TITEL Der Titel passt gut zum Romaninhalt und trifft den Nagel somit auf den Kopf. 2/2

COVER Das Cover wirkt durch die dunklen Farben etwas geheimnisvoll, als Leser weiß man durch den Weltenausschnitt noch nicht recht, was man erwarten kann. Gleichzeitig wirkt das Cover dystopisch und macht Lust auf den Inhalt. Allerdings kein großer Wiedererkennungswert. 2/3

INHALTSANGABE Verhältnismäßig wenig erfahren wir in der Inhaltsangabe über Jana, die als Weltendesignerin arbeitet und virtuelle Welten als Lebensraum für Menschen entwirft, die der Realwelt entfliehen wollen.

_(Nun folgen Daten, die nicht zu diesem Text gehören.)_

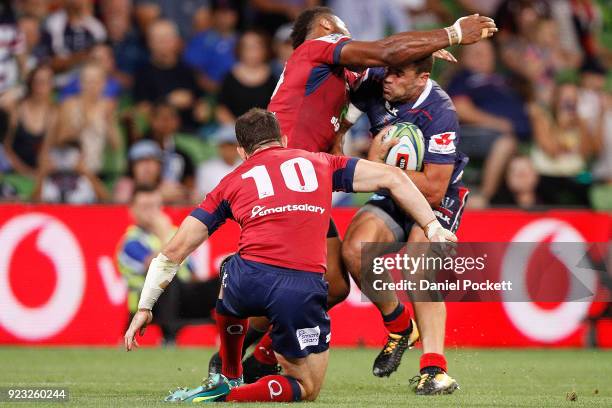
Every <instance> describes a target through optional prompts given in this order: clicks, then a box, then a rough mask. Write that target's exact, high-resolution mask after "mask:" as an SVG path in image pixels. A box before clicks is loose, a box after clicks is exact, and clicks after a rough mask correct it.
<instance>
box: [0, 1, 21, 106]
mask: <svg viewBox="0 0 612 408" xmlns="http://www.w3.org/2000/svg"><path fill="white" fill-rule="evenodd" d="M0 41H2V43H1V45H0V109H7V108H10V107H11V105H12V104H14V103H15V102H16V101H17V100H18V99H19V89H18V87H17V85H18V83H19V81H20V80H21V79H23V78H24V77H25V74H26V61H27V55H26V48H25V39H24V37H23V35H22V33H21V32H20V31H19V28H18V26H17V19H16V16H15V11H14V9H13V5H12V2H11V1H10V0H0Z"/></svg>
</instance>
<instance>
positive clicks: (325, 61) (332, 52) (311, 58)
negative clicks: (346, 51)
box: [304, 34, 351, 65]
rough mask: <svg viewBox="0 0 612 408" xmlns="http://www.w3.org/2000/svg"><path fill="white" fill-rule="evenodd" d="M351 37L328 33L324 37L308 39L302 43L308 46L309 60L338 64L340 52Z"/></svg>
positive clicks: (314, 61) (339, 59)
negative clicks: (311, 39) (329, 33)
mask: <svg viewBox="0 0 612 408" xmlns="http://www.w3.org/2000/svg"><path fill="white" fill-rule="evenodd" d="M350 40H351V39H350V38H349V37H347V36H344V35H342V34H330V35H327V36H325V37H320V38H316V39H314V40H309V41H307V42H306V43H304V45H305V46H307V47H308V56H309V58H310V60H311V61H314V62H320V63H323V64H330V65H338V64H339V63H340V52H341V51H342V47H344V46H345V45H346V44H347V43H348V42H349V41H350Z"/></svg>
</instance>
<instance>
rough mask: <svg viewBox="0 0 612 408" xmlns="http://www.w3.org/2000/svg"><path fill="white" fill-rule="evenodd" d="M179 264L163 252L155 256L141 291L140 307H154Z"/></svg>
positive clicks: (169, 280)
mask: <svg viewBox="0 0 612 408" xmlns="http://www.w3.org/2000/svg"><path fill="white" fill-rule="evenodd" d="M179 266H180V265H179V264H176V263H174V262H172V261H170V260H169V259H168V258H167V257H166V256H165V255H164V254H162V253H160V254H159V255H157V256H156V257H155V258H153V260H152V261H151V264H150V265H149V271H148V272H147V277H146V278H145V284H144V286H143V288H142V292H141V293H140V301H139V302H138V308H139V309H147V310H151V309H153V306H154V305H155V302H157V299H159V297H160V296H161V294H162V293H163V292H164V289H166V287H167V286H168V285H169V284H170V282H172V279H173V278H174V275H176V273H177V272H178V269H179Z"/></svg>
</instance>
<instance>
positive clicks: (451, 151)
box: [342, 56, 468, 394]
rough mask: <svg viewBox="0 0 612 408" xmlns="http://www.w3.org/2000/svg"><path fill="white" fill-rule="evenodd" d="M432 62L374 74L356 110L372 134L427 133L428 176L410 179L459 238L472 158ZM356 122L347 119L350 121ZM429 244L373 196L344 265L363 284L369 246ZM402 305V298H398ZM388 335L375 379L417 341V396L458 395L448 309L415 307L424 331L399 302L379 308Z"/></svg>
mask: <svg viewBox="0 0 612 408" xmlns="http://www.w3.org/2000/svg"><path fill="white" fill-rule="evenodd" d="M432 65H433V57H431V56H429V57H426V58H424V59H421V60H419V61H416V62H413V63H409V64H405V65H404V66H400V67H394V68H386V69H385V68H370V69H369V70H368V72H366V74H365V79H364V80H363V82H362V83H361V85H360V86H359V88H358V89H357V90H355V91H353V92H352V93H351V103H352V104H353V106H354V107H356V108H357V109H359V110H360V111H362V112H365V113H366V114H367V116H368V118H369V120H370V124H371V131H372V133H373V134H376V133H378V132H380V130H381V129H383V128H384V127H385V126H388V125H392V124H395V123H399V122H410V123H413V124H415V125H417V126H418V127H419V128H420V129H421V131H422V132H423V136H424V141H425V153H424V159H423V169H422V171H407V172H406V173H407V174H408V176H409V177H410V179H411V180H412V181H413V182H414V184H415V185H416V186H417V188H418V189H419V190H420V191H421V192H422V193H423V195H424V196H425V197H426V198H427V200H428V202H429V203H430V205H431V206H432V208H433V210H434V213H435V214H436V216H437V218H438V220H439V221H440V223H441V224H442V225H443V226H444V227H445V228H447V229H449V230H450V231H452V232H455V231H457V228H458V227H459V222H460V220H461V215H462V213H463V208H464V206H465V202H466V199H467V195H468V190H467V189H466V188H465V187H464V186H463V184H462V182H461V176H462V173H463V168H464V167H465V165H466V164H467V161H468V159H467V157H466V156H465V155H464V154H463V153H461V152H459V151H458V150H457V143H458V141H459V123H458V118H457V113H456V111H455V107H454V105H453V103H452V101H451V99H450V97H449V96H448V95H447V94H446V92H444V90H442V89H441V88H440V86H439V85H438V84H437V83H436V82H435V81H433V80H432V79H431V78H430V72H431V70H432ZM354 107H351V112H353V109H354ZM351 116H353V117H354V116H355V115H353V114H350V115H348V117H347V118H346V119H347V120H348V121H350V120H351V119H352V118H351ZM390 147H391V143H389V142H387V143H385V146H383V145H382V144H381V140H380V136H378V137H377V138H375V139H374V141H373V145H372V148H371V150H370V154H369V158H370V160H374V161H378V162H381V163H384V162H385V157H386V154H387V152H388V150H389V148H390ZM406 241H408V242H427V238H426V237H425V236H424V235H423V234H422V232H421V231H420V228H418V227H417V228H415V224H414V220H413V219H412V217H410V215H408V214H406V213H405V212H404V211H402V209H401V208H399V207H398V205H397V204H396V202H395V201H394V200H393V199H392V198H391V197H389V196H388V195H387V196H385V195H379V194H375V195H373V196H372V197H371V198H370V200H369V201H368V202H367V203H366V205H365V206H364V207H363V208H362V209H361V210H360V211H359V212H358V213H357V214H356V215H355V217H354V218H353V220H352V221H351V224H350V226H349V228H348V230H347V233H346V236H345V240H344V242H343V245H342V255H343V259H344V263H345V265H346V266H347V268H348V270H349V273H350V274H351V276H352V277H353V279H354V281H355V282H356V283H357V284H358V285H359V284H360V282H361V281H360V279H361V277H360V271H361V259H362V257H361V243H362V242H406ZM393 297H395V296H393ZM374 304H375V305H376V306H377V307H378V309H379V310H380V312H381V316H382V320H383V322H384V325H385V327H386V329H387V330H388V338H387V342H386V344H385V345H384V347H383V350H382V351H381V352H380V354H379V355H378V357H377V358H376V360H375V362H374V367H373V373H374V375H376V376H379V377H383V376H389V375H390V374H391V373H392V372H394V371H395V370H396V369H397V367H398V366H399V364H400V361H401V358H402V355H403V353H404V351H405V350H406V349H407V348H411V347H412V346H413V345H414V343H415V342H416V341H417V340H418V338H419V334H420V336H421V341H422V343H423V355H422V356H421V361H420V369H421V370H420V371H421V378H420V381H419V382H418V385H417V388H416V392H417V393H418V394H436V393H451V392H453V391H454V390H455V389H456V388H457V382H456V381H455V380H454V379H452V378H451V377H450V376H448V374H446V370H447V366H446V359H445V357H444V329H445V322H446V309H445V306H444V303H443V302H414V309H415V313H416V317H417V321H418V330H417V328H416V327H415V324H414V322H413V321H412V319H411V318H410V315H409V312H408V309H407V308H406V307H405V306H404V305H403V304H402V303H401V302H399V301H398V299H397V297H395V299H391V300H389V299H388V298H385V299H380V300H378V301H374Z"/></svg>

Aber trotzdem genug, um sich ein grobes Bild vom Roman zu machen, ohne dabei das Wesentliche zu verraten. An der Formulierung hätte man etwas feilen können, aber im Großen und Ganzen gelungen. 3/4

IDEE Ich habe mich vor ein paar Tagen beim Gedanken ertappt, dass es heutzutage schwierig ist, eine Geschichte zu erfinden, die nicht in unterschiedlichsten Punkten Parallelen zu anderen Geschichten aufweist. Und doch existieren neben klassischen Liebesgeschichten, Coming-of-Age-Romanen und Thrillern mit Gärtner als Mörder auch immer noch viele talentierte Autoren mit außergewöhnlichen Ideen. Ursula Poznanski hat mich mit "Cryptos" überzeugt, eine von ihnen zu sein. Ich war sehr gefesselt von der Idee. 4/4

UMSETZUNG Die Umsetzung war sehr gelungen und meine Sorge, dass der Höhepunkt des Romans zu früh erreicht wird, hat sich nicht bestätigt. Stattdessen bekommt der Leser eine spannende Handlung, bei der ein Höhepunkt den anderen jagt und es schwerfällt, das Buch wegzulegen. Die Lösung zum Ende hin wirkt gutgläubig, aber viele unerwartete Wendungen machen das wett. 3/4

SCHREIBSTIL Der Schreibstil ist sehr flüssig und durch viele bildhafte Beschreibungen entsteht im Kopf eine ganz eigene Welt. Ich fühlte mich als Teil der Handlung und konnte durch die visuellen Reize ausgesprochen gut in die Handlung eintauchen. Die gewisse emotionale Tiefe hat mir an der ein oder anderen Stelle gefehlt. 4/5

CHARAKTERE Die Charaktere waren mir durch die Bank weg sympathisch, sodass es auch bei Protagonistin Jana nicht schwerfiel, sie zu mögen. Ihre Handlungen lassen sich nachvollziehen. Sie ist mutig, lässt nichts anbrennen und zögert nicht, ihr Schicksal in die Hand zu nehmen. Dennoch hatte ich das Gefühl, Janas gefühlstechnisch nicht immer ganz begleiten zu können, da an Emotionsausbrüchen definitiv gespart wird. Eine tiefe emotionale Verbindung gab es demnach nicht. Die Anzahl der Charaktere ist überschaubar, sodass es verhältnismäßig leicht ist, den Überblick zu behalten. 2/3

GESAMTEINDRUCK Was erstmal wie Zukunftsmusik klingt, hat einen erschreckend realen Beigeschmack und wirft die Frage auf, wohin wir uns im digitalen Zeitalter bewegen. Der Roman ist nicht nur spannungsreich und beschreibt ein potenzielles Zukunftsszenario, sondern schafft es gleichzeitig, wichtige politische Themen wie den Klimawandel aufzugreifen. Ein sehr lesenwerter dystopischer Roman, der mich durch die Idee und die gelungene Umsetzung absolut überzeugen konnte.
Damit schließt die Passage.